Businesses and lenders beware – expansion of unfair contract protection to small business contracts

On 12 November 2015 legislation was passed which extends the unfair contract protections to include small business contracts (see the Treasury Legislation Amendment (Small Business and Unfair Contract Terms) Act 2015). This will affect provisions of the Australian Consumer Law (ACL) and the Australian Securities and Investments Commission Act 2001. The changes take effect from 12 November 2016.

Will any contract be covered?

  • No. The changes to the ACL will apply to standard form small business contracts if:
    the contract is for a supply of goods or services, or a sale or grant of an interest in land; and
  • at the time of entering into the contract, at least one party is a business that
    employs less than 20 people; and
  • the upfront price payable under the contract is no more than $300,000 or if the contract is for more than 12 months it is for no more than $1 million.

What is a standard form contract?

A standard form contract is one where there is no negotiation between the parties and it is provided on the basis that it is either accepted in whole or not all.

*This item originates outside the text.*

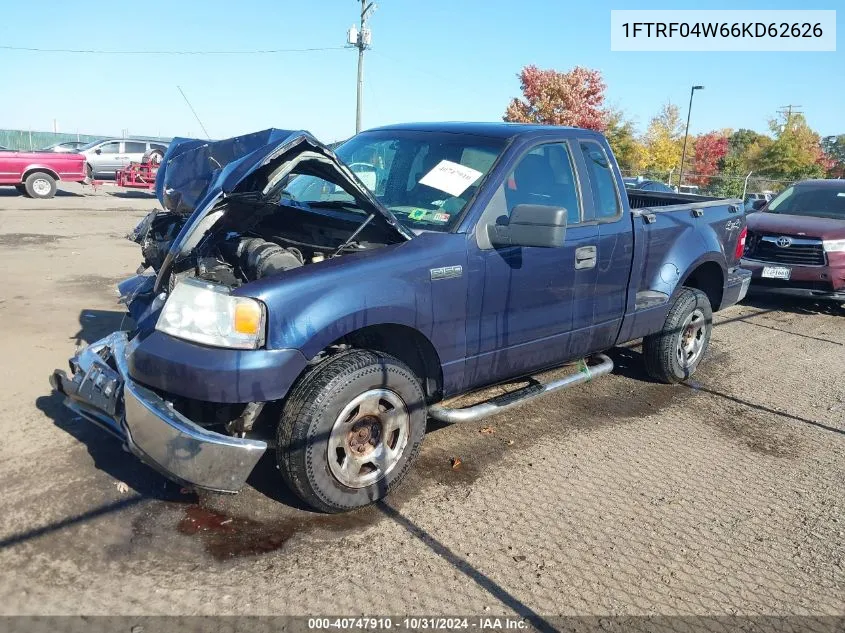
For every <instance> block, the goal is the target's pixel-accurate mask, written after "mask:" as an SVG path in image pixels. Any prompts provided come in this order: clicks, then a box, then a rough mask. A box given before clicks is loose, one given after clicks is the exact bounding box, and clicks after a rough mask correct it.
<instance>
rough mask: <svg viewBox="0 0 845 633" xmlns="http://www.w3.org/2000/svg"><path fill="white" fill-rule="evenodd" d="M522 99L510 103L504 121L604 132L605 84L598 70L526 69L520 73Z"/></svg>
mask: <svg viewBox="0 0 845 633" xmlns="http://www.w3.org/2000/svg"><path fill="white" fill-rule="evenodd" d="M518 77H519V83H520V88H521V89H522V98H521V99H513V100H512V101H511V102H510V105H509V106H508V109H507V110H506V112H505V115H504V117H502V118H503V119H504V120H505V121H510V122H513V123H542V124H546V125H572V126H575V127H583V128H587V129H590V130H597V131H599V132H604V130H605V128H606V127H607V116H606V112H605V110H604V108H603V106H604V90H605V84H604V81H603V80H602V76H601V73H600V72H599V71H597V70H591V69H589V68H583V67H581V66H576V67H575V68H573V69H572V70H570V71H569V72H558V71H556V70H542V69H540V68H537V67H536V66H534V65H531V66H526V67H525V68H523V69H522V72H520V73H519V75H518Z"/></svg>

A contract will be presumed to be a standard form contract if a business alleges it is one and it will then be up to the other party to prove otherwise.

What is an unfair term?

A term is unfair if it:

  • “would cause a significant imbalance in the parties’ rights and obligations arising under the contract”; and
  • “is not reasonably necessary in order to protect the legitimate interests of the party who would be advantaged by the term”; and
  • “would cause detriment (whether financial or otherwise) to a party if it were to be applied or relied on”. (see section 24 of the ACL)

Terms that may be deemed unfair could include:

  • a term that permits one party (but not another party) to avoid or limit performance of the contract;
  • a term that permits one party (but not another party) to terminate the contract;
  • a term that penalises, or has the effect of penalising, one party (but not another party) for a breach or termination of the contract.

Further examples of potentially unfair terms can be found in section 25 of the ACL but it is by no means an exhaustive list.

What does this all mean?

If a court or tribunal determines that a standard form small business contract includes an unfair term then that term will be void and not binding on the parties. The balance of the contract will continue to operate to the extent that it can without the unfair term.

What you can do to become ready

If you haven’t already done so, it is time to start reviewing any standard form contracts you have that may be considered a small business contract and take steps to ensure they comply with the new legislation.